By late 1984, the Replacements were transforming from a shoddy Minneapolis barroom punk band into the biggest prospect in the underground alternative rock scene. They had just released their third album, Let It Be, a title that both paid homage to and took the piss out of the Beatles, which, you could say, basically summed up the Replacements’ whole thing. Whereas the Mats always hated things like parents and school and loved things like beer and getting fucked up, Let It Be offered a wider range of dynamics, tempos, and chord progressions in its nuanced songs about gender, longing, and frustration. (This was amid the joke songs about tonsils and boners.) The perfect “I Will Dare” adopted the jangle-pop shuffle coming out of the UK, the smokey “Androgynous” is glam rock without the stomp, and the spare coda, “Answering Machine,” is a yearning electric folk song, essentially the first solo Paul Westerberg track ever recorded under the banner of the Replacements.

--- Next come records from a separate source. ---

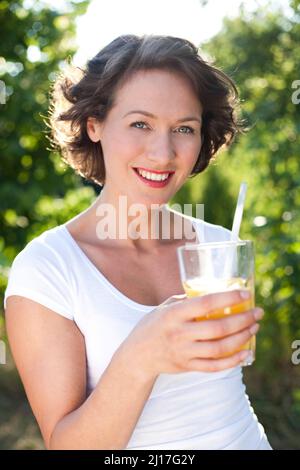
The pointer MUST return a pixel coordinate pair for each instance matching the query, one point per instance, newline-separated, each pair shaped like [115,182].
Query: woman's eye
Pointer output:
[137,123]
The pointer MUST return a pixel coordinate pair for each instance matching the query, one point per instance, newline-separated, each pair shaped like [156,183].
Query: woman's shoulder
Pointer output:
[47,247]
[40,272]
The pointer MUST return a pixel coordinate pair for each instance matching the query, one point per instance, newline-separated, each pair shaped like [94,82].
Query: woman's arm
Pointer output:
[49,352]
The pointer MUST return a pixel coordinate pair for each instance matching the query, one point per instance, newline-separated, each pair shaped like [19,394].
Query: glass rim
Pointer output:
[195,246]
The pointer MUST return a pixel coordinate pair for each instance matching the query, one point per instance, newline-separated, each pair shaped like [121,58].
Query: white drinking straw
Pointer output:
[237,219]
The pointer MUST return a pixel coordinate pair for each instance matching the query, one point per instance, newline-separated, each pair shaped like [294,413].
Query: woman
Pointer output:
[99,326]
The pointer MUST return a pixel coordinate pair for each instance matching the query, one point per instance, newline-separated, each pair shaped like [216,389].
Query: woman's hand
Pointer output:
[169,340]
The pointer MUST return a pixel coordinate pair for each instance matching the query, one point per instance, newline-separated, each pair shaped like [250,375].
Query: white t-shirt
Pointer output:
[192,410]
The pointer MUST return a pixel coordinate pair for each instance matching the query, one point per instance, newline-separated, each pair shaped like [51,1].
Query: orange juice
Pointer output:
[201,286]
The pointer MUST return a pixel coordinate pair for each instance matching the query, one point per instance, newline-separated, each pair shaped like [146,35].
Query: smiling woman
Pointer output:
[81,93]
[111,357]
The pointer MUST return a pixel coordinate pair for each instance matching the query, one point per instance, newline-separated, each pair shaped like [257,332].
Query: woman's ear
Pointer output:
[93,128]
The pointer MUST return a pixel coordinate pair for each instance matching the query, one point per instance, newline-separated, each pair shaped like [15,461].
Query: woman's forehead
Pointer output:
[157,87]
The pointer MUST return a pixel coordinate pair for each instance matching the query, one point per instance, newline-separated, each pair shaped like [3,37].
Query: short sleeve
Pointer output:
[39,274]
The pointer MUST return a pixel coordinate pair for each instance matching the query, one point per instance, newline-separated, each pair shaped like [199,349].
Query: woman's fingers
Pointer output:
[222,327]
[222,347]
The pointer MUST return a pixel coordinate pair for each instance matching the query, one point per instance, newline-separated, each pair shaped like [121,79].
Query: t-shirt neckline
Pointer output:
[100,275]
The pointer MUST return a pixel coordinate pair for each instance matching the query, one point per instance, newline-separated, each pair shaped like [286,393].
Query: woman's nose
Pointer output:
[161,150]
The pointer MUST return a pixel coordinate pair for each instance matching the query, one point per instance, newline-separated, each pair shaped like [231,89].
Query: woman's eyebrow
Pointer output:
[146,113]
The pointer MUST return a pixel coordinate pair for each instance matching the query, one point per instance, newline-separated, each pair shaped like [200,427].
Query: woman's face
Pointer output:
[167,141]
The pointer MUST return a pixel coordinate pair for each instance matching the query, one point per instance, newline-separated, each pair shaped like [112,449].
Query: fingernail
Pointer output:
[254,329]
[247,358]
[258,314]
[244,294]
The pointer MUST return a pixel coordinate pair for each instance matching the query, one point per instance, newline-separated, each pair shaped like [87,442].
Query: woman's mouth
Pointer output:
[153,178]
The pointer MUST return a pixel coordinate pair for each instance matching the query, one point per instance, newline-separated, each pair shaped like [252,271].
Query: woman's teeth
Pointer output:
[153,176]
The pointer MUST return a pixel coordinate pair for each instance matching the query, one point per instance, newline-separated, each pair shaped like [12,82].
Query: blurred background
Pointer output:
[258,44]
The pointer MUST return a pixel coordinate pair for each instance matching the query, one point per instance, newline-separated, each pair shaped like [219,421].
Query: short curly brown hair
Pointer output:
[79,93]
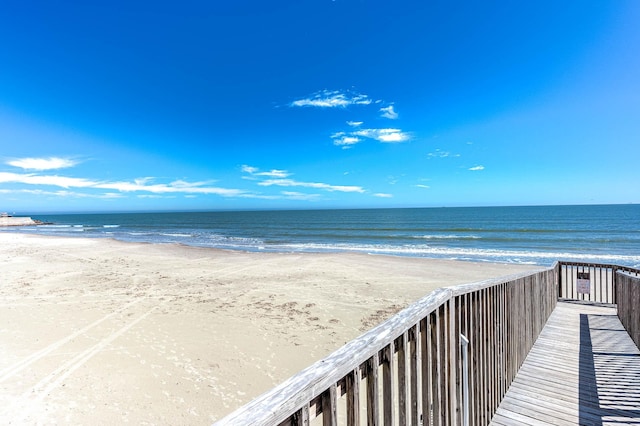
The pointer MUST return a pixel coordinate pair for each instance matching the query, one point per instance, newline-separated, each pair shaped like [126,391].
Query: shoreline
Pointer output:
[99,329]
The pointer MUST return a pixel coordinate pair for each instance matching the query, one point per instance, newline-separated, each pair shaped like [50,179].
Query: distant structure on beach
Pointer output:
[8,220]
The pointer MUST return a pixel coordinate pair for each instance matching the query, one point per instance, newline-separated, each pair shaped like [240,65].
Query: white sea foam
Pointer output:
[447,237]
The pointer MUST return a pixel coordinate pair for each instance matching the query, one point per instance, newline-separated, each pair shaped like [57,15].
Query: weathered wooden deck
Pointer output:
[583,369]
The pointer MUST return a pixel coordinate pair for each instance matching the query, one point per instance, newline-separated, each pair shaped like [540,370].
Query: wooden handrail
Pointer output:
[407,370]
[416,355]
[628,289]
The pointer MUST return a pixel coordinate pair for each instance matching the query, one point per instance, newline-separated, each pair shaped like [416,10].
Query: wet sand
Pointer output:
[95,331]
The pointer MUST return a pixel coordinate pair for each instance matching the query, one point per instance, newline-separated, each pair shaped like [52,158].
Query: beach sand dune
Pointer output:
[95,331]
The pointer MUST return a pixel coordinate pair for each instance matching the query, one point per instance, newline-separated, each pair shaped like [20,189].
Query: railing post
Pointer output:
[559,278]
[464,343]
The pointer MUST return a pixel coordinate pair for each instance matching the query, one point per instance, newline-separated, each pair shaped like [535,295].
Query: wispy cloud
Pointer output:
[275,173]
[347,139]
[138,185]
[40,164]
[441,154]
[388,112]
[255,173]
[315,185]
[384,135]
[332,99]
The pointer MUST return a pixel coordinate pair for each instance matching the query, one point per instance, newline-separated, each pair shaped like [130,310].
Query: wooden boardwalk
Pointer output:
[584,369]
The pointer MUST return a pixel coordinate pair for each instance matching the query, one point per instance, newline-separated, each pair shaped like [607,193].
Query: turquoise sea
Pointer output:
[532,235]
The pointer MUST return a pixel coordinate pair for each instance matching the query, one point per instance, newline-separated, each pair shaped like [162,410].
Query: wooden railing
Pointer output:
[602,281]
[408,370]
[628,290]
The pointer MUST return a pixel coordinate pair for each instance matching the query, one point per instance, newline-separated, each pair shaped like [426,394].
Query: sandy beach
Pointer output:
[95,331]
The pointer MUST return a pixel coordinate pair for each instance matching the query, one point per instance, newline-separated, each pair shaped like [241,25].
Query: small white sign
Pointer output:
[584,283]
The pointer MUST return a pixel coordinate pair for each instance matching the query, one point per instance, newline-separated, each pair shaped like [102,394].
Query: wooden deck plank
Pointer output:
[583,369]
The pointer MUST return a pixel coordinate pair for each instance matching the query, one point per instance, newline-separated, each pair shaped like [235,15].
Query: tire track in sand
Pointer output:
[12,370]
[43,388]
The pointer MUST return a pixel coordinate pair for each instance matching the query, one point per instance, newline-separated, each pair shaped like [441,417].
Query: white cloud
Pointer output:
[275,173]
[332,99]
[249,169]
[388,112]
[441,154]
[383,135]
[316,185]
[50,163]
[346,141]
[138,185]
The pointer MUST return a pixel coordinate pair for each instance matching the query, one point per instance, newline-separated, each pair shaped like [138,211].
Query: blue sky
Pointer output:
[109,106]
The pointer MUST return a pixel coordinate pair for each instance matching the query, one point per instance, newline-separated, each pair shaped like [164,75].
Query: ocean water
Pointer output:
[532,235]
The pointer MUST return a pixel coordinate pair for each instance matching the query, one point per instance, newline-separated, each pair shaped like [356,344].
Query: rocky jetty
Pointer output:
[7,220]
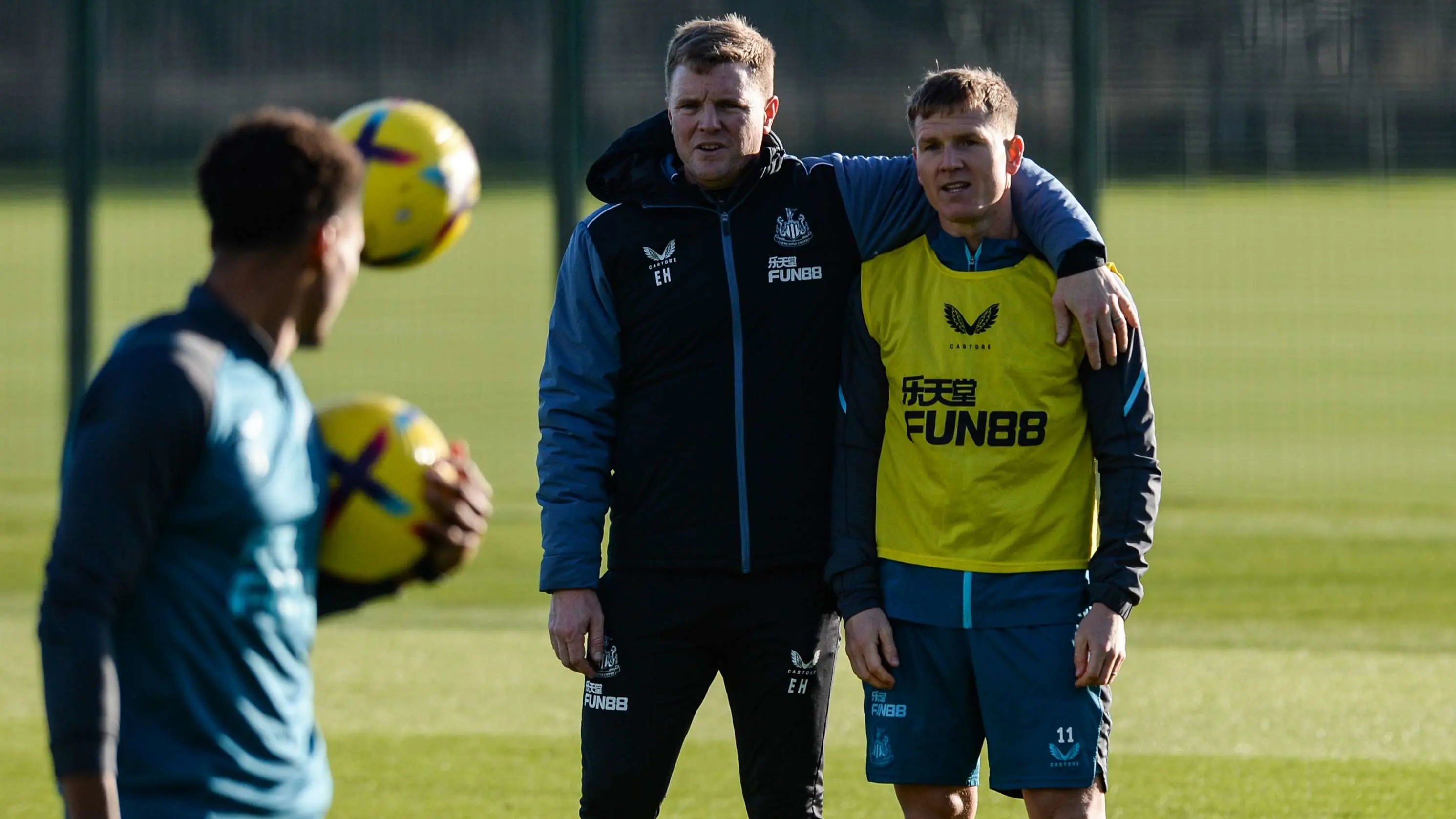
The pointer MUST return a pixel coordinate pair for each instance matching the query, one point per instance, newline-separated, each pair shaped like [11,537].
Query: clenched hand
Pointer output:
[871,647]
[1103,307]
[575,616]
[1101,647]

Except for rock purist Steve Albini, who loved their snotty lo-fi records but soon found the Replacements “irrevocably lost in the maudlin cabaret of Westerberg’s folk music blatherings,” critics adored Let It Be, ranking it No. 4 in that year’s Village Voice Pazz and Jop poll. It sold well, attracted offers from major labels, and has long been regarded as, if not the best Mats album, then the most authentic Mats album. It was the pivotal moment before they “went pop” and signed to Sire, before unhinged guitarist Bob Stinson was drastically sidelined, before Westerberg took the reins of the Mats and set out to launder the strains of traditional pop through his drunken band of losers. Let It Be was a live wire, the product of four childhood friends who never graduated high school or got driver’s licenses, whose innate talent was matched only by two things: their fear of success and their desire to drown that fear in a case of Schlitz.
In comes this essential reissue of the Mats’ fourth album, 1985’s Tim, to trouble the entire narrative. The toast of this box set—which, like Let It Be, also cribs its name from a far more successful album—is an unbelievable new remix of Tim that doesn’t just challenge the notion that Let It Be was the Replacements at their peak, but usurps it to become the best and most definitive album in their catalog. Helmed by famed Ramones engineer Ed Stasium, the remix is jaw-dropping: Gone is Tim’s muddy sound, the tinny reverb on Chris Mars’ drums, and the thin low-end that masked Tommy Stinson’s bass. Every instrument is louder and closer, the mix is much more spread out, Westerberg’s sneakily complicated rhythm playing and chord voicing comes into sharp focus, and there are even a few extra Bob solos. If the previous treatments of Pleased to Meet Me and Don’t Tell a Soul were welcome surprises, this is the holy grail that fans have dreamt of. Finally, no more of the obligatory caveats about production that have plagued the album for almost four decades.